Она налила какую-то жидкость в стакан и вручила ему.

— Охлажденное красное вино. Вам нравится?

— Да, — выдохнул он, их пальцы соприкоснулись, и между ними пробежала искра. Он отхлебнул глоток чего-то, почувствовал только вкус желания и сказал: — Мне действительно нравится. — И они улыбнулись друг другу. Он пропал. Окончательно и бесповоротно.

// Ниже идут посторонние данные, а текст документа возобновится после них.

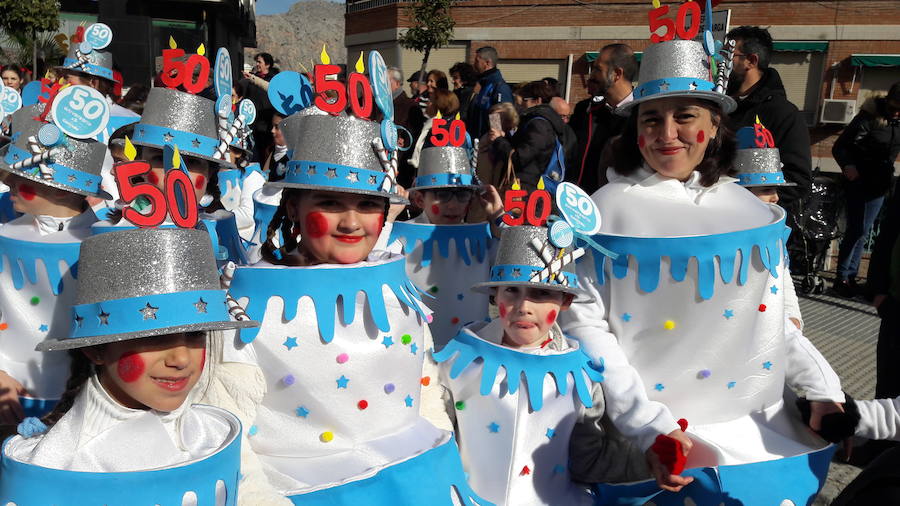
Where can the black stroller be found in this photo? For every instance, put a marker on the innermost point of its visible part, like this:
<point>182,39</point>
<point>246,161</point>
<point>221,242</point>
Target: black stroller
<point>815,226</point>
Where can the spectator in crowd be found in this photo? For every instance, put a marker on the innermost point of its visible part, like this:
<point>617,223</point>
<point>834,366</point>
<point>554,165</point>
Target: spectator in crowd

Джек предполагал, что Ноэль богата. Она жила в Северном Далласе, в фешенебельном районе Хайленд-Парк. Она говорила, что дом принадлежит ей или ее фирме... Этого он вспомнить не мог. По поводу района богачей ходили разные шутки. Он рассказал ей бородатый анекдот о том, что обитатели Хайленд-Парк до такой степени засекретились, что даже номер пожарной команды не внесли в телефонный справочник. Она хохотала во все горло. Во сне он был уверен, что и в остальном она будет такой же раскованной.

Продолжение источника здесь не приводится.